|
FASTUS is a (slightly permuted) acronym for Finite State
Automata-based Text Understanding System. It is a system for extracting
information from free text. Currently English and Japanese versions of
the system exist. Typical applications mark text with annotations that
indicate items of interest, such as names of people or companies, or it
fills database templates with information that could be then entered into
a relational database.
FASTUS was developed in response to the needs of the intelligence community
for scanning and processing huge volumes of written texts. Government intelligence
agencies collect information from around the world from both classified
and unclassified sources. Assimilating important facts from this data can
be a daunting task for an analyst. One analyst described the problem
by saying that, ``If I read every bit of information that might be important
to what I am working on, it would be like reading War and Peace
every day.’’ FASTUS provides the analyst with a tool that will help him
or her to avoid being overwhelmed by the flood of information.

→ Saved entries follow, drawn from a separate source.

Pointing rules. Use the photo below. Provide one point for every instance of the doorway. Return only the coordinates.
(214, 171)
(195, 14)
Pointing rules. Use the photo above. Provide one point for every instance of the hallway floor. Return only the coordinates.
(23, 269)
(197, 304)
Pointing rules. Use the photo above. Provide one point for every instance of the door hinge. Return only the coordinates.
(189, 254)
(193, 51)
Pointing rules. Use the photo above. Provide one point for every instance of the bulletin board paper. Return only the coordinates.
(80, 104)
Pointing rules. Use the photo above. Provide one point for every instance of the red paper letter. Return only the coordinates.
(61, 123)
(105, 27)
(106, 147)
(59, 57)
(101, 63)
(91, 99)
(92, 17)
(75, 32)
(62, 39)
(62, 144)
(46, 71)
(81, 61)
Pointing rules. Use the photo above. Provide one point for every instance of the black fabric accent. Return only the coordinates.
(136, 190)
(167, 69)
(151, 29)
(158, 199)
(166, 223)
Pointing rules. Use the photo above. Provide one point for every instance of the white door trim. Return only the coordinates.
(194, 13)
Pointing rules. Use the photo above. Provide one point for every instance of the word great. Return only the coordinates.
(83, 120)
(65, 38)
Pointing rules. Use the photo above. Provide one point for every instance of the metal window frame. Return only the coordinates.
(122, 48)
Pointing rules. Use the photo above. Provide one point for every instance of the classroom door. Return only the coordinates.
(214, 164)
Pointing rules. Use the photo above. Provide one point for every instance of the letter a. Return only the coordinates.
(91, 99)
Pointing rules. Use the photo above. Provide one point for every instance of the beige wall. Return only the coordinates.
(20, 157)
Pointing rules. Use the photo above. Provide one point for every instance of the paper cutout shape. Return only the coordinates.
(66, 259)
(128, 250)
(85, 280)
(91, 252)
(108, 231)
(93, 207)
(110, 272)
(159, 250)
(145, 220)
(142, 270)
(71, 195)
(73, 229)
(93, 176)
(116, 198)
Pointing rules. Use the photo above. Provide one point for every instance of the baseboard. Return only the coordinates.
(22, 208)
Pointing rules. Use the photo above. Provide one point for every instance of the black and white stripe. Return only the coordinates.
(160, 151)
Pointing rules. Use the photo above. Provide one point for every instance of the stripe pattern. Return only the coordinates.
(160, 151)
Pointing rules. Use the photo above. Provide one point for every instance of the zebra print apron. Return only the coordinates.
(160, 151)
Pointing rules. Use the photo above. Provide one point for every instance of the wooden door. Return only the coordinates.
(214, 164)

FASTUS is most appropriate for information
extraction tasks, rather than full text understanding. That is, it
is most effective for tasks in which (1) only parts of the text
contain relevent information, and (2) there is a relatively simple,
predefined target representation that the information is mapped
into.
FASTUS has been under development since 1992. The system
is implemented in Common Lisp, and has been transported to several hardware
platforms, including Macs and PCs.
|